In a pathbreaking ruling, the National Labor Relations Board announced yesterday that graduate student workers at private universities are employees with the right to organize unions.

For three decades, private universities have bitterly resisted this claim. Unions, these universities have argued, would impose a cookie-cutter, one-size-fits-all approach on the ineffably individual and heterogenous nature of graduate education. Unions might be appropriate for a factory, where all the work's the same, but they would destroy the diversity of the academy, ironing out those delicate and delightful idiosyncrasies that make each university what it is. As virtually every elite university now facing an organizing drive of its graduate students is making clear (h/t David Marcus for discovering these particular links).

Here, for example, is Columbia:

What if an individual student objected to a provision in the labor contract? Would he or she still be bound by it?



Yes. Collective bargaining is, by definition, collective in nature. This means that the union speaks and acts for all students in the bargaining unit, and the provisions in the labor contract it negotiates apply to all unit members, unless exceptions and differences are provided for explicitly in the contract.



Here's Yale:

10. What if an individual graduate student disagreed with a provision in the contract? Would he or she still be bound by it?
Yes. Collective bargaining is, as it sounds, collective in nature.

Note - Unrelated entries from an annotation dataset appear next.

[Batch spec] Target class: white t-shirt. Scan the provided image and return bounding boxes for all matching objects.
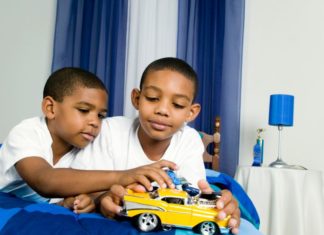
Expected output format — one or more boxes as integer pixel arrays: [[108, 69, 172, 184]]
[[0, 117, 78, 202], [72, 117, 205, 186]]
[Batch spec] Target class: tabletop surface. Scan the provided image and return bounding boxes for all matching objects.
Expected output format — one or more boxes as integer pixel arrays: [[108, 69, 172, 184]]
[[235, 166, 324, 235]]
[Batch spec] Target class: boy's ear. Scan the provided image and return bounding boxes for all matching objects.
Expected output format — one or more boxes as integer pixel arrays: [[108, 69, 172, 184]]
[[42, 96, 55, 119], [186, 104, 201, 122], [131, 88, 141, 110]]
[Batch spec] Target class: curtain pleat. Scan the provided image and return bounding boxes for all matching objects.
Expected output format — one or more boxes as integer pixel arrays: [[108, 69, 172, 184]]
[[124, 0, 178, 117], [177, 0, 244, 176]]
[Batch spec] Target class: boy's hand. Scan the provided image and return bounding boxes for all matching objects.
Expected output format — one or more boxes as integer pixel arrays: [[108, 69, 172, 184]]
[[198, 180, 241, 234], [117, 160, 177, 191], [59, 194, 95, 214], [97, 185, 126, 218]]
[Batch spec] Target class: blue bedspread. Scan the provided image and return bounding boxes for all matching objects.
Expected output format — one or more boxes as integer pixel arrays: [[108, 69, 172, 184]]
[[0, 172, 259, 235]]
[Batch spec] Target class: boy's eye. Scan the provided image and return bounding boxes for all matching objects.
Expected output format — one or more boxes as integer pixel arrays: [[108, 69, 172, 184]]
[[98, 113, 107, 119], [145, 96, 159, 102], [173, 103, 185, 109], [78, 108, 89, 113]]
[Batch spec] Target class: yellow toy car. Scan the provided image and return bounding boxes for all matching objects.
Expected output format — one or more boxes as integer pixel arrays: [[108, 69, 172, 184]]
[[121, 188, 230, 235]]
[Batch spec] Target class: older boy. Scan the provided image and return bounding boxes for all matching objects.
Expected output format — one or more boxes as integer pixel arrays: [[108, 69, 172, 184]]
[[73, 58, 240, 233], [0, 68, 175, 211]]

That means that the union speaks for all graduate students in the bargaining unit, and the provisions in the contract it negotiates apply to all unit members, unless exceptions and differences are provided for in the agreement.

Here's the University of Chicago:

What if an individual graduate student objected to a provision in the labor contract? Would he or she still be bound by it?

Yes. Collective bargaining is, as it sounds, collectivist in nature. This means that the union speaks and acts for all graduate students in the bargaining unit, and the provisions in the labor contract it negotiates apply to all unit members, unless exceptions and differences are provided for in the contract.

And here's Princeton:

What if an individual graduate student objected to a provision in the labor contract? Would he or she still be bound by it?

Yes. Collective bargaining focuses on graduate students as a group, not as individuals. This means that a union would speak and act for all graduate students in the bargaining unit, and the provisions in the labor contract would apply to all unit members, unless exceptions are provided for in the contract.

Casual readers might conclude that the only thing standardized and cookie-cutter about unions in elite universities is the argument against them.

Or perhaps it's just that great minds sometimes really do think alike.